Así, la “política” y las “políticas del agua” se transforman rápidamente. Del intento de legalización del acueducto construido en 1991 y la desconfianza del campesinado ante Corporinoquia por los excesivos cobros de uso del agua, que consideran injustos a la luz del agua concesionada a la petrolera, se pasa a la gestión de otro acueducto, moderno y que dé abasto al ya densamente poblado corregimiento.
El nuevo acueducto se construye en 2012 como parte de un programa de la Alcaldía, aunque afronta en tiempos de verano la sequía de sus afluentes. Además el acueducto forma parte ahora de una disputa menor dentro de la Junta: a un grupo no le interesa, mientras que otro grupo promueve la creación de una empresa comunitaria, con los servicios de agua y televisión. Este grupo pierde las elecciones de la Junta, y el acueducto queda a la deriva.
Por último, con el acueducto en incertidumbre jurídica, el agua como referente simbólico pasa a formar parte de la disputa pública entre la Junta de Acción Comunal y la compañía por la mediación en torno al cuidado ambiental.
La compañía petrolera lidera, junto con ONG aliadas, programas de cuidado ambiental que ganan premios en el mundo. La Junta reclama la compensación ambiental y la reforestación de cuencas, sumado a exigencias laborales, de inversión social, de derechos humanos y de bienes y servicios que configuran un ambientalismo que podría denominarse popular (Tarazona Pedraza, 2010[6]), pues implica reivindicaciones más amplias en términos de justicia ambiental (Mesa Cuadros, 2011[6]).[7] La controversia por el agua se abre nuevamente en medio de la sequía.
Referencias
[1] Vega, M., & Loingsigh, G. (2010). Por dentro e soga. Una mirada social al boom petrolero y al fenómeno transnacional en Casanare. Bogotá D.C.: Ediciones Desde Abajo, Cospacc.
[2] Castro, J. E. (2016). Agua e Democracia na América Latina. Campina Grande: Editora da Universidade Estadual da Paraíba.
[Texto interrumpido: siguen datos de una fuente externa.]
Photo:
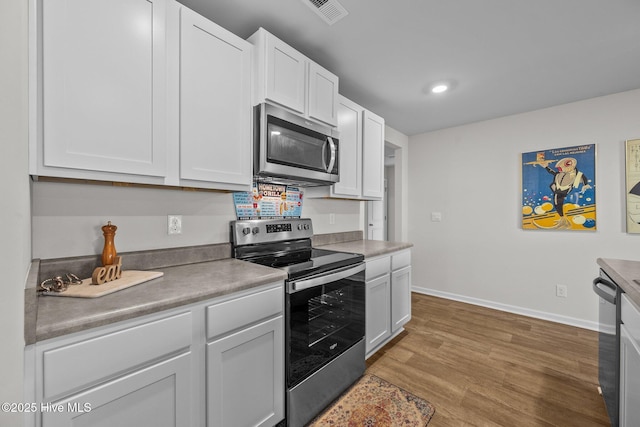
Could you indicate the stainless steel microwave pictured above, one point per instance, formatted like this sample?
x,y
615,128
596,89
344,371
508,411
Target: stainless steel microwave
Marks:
x,y
292,150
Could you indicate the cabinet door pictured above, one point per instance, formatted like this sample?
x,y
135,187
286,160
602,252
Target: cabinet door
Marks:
x,y
350,161
104,85
215,103
158,395
245,377
377,311
373,156
285,74
400,298
323,95
629,379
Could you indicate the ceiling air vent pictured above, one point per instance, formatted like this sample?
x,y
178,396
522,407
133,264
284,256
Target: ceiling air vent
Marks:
x,y
329,10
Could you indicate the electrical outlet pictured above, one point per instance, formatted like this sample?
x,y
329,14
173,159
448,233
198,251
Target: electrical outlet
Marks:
x,y
174,224
561,291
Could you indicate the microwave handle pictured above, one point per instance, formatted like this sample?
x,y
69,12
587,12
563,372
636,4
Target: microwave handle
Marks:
x,y
332,160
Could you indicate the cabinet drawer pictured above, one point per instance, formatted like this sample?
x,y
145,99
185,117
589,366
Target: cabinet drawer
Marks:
x,y
630,314
400,260
377,267
238,312
75,365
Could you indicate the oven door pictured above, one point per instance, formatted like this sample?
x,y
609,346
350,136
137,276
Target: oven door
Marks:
x,y
325,317
293,148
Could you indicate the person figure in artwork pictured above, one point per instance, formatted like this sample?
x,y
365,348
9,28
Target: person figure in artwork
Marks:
x,y
566,177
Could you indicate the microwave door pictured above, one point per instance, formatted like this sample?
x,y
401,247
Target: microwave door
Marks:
x,y
328,167
288,147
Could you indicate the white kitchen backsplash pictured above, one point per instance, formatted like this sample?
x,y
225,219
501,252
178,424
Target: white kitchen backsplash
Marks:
x,y
66,217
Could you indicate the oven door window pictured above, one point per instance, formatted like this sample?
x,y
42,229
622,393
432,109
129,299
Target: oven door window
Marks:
x,y
292,145
323,322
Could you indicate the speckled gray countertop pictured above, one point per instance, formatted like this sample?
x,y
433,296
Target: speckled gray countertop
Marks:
x,y
624,273
52,316
190,275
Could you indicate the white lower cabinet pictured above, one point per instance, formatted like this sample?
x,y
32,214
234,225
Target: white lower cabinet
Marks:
x,y
400,297
221,361
245,361
629,364
155,395
377,312
388,298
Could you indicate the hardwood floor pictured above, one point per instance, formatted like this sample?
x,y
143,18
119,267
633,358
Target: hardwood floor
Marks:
x,y
484,367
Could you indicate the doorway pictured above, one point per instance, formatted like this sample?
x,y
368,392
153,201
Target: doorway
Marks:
x,y
380,218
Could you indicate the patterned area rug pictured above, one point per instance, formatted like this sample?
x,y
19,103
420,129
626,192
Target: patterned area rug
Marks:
x,y
374,402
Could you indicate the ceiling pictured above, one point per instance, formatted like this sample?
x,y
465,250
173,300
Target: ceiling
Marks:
x,y
503,56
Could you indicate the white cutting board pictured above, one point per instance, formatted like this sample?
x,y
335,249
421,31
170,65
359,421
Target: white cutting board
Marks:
x,y
87,290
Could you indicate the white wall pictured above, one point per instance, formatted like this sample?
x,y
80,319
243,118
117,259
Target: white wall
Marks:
x,y
15,251
471,174
67,217
401,182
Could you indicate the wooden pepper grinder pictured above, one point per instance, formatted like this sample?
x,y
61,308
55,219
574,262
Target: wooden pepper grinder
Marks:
x,y
109,251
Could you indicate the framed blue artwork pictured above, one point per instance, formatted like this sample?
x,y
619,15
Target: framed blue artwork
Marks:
x,y
558,189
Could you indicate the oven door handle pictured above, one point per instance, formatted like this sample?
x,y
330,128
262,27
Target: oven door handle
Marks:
x,y
300,285
602,294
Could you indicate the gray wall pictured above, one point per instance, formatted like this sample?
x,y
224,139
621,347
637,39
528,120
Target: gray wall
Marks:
x,y
67,217
471,174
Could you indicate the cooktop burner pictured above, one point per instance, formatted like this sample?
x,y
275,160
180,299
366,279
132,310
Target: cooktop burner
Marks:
x,y
286,244
308,262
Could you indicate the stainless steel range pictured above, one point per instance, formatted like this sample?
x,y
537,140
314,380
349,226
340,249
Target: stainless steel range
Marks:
x,y
325,310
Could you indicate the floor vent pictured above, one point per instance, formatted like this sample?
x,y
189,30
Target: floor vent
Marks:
x,y
329,10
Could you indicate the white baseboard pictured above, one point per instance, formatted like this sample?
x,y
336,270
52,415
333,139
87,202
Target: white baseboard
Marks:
x,y
566,320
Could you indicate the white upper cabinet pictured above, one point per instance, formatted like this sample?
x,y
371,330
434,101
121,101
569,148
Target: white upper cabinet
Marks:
x,y
139,91
286,77
361,153
323,94
373,156
101,103
214,105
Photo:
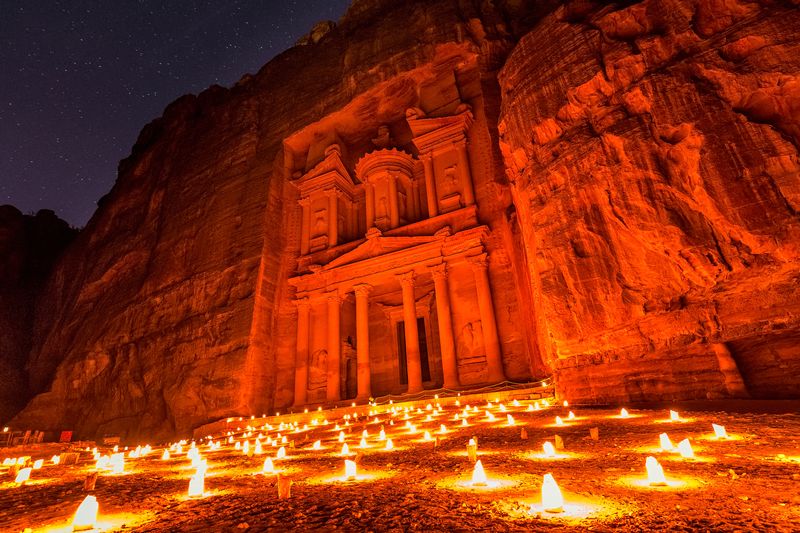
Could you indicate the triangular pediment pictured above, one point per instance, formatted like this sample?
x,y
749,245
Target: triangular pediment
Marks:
x,y
378,246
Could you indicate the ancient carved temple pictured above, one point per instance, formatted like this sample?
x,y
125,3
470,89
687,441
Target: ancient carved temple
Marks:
x,y
393,291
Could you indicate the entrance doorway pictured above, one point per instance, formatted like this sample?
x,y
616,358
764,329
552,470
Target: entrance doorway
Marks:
x,y
423,351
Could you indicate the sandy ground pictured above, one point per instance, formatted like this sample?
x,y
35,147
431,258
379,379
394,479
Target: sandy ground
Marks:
x,y
749,482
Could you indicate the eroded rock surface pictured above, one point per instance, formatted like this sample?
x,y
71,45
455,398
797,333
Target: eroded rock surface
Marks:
x,y
654,153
[3] Leff, E. (2004). Racionalidad ambiental. La reapropiación social de la naturaleza. México: Siglo XXI.
[4] Ulloa, A. (2014). Escenarios de creación, extracción, apropiación y globalización de las naturalezas: emergencias de desigualdades socio ambientales. En B. Gobel, M. Góngora Mera, & A. Ulloa, Desigualdades socioambientales en América Latina (págs. 139-168). Bogotá: Facultad de Ciencias Humanas. Universidad Nacional de Colombia.
[5] Tarazona Pedraza, A. E. (2010). Lo cultural y lo político en el movimiento ambientalista colombiano a partir de 1990. . Bogotá: Universidad Nacional de Colombia. Tesis de maestría.
[6] Mesa Cuadros, G. (2011). Elementos para una teoría de la justicia ambiental. En G. Mesa Cuadros, Elementos para una teoría de la Justicia Ambiental y el Estado Ambiental de Derecho (págs. 25-62). Bogotá D.C.: Universidad Nacional de Colombia.
[7] Escapó al análisis el estudio de la violencia en este conflicto, que merece otro capítulo aparte y para el cual sugiero consultar a Vega y Loingsigh (2010) y el informe de González, Moore Torres y Hernández (2019), además de la tesis que lo aborda tangencialmente.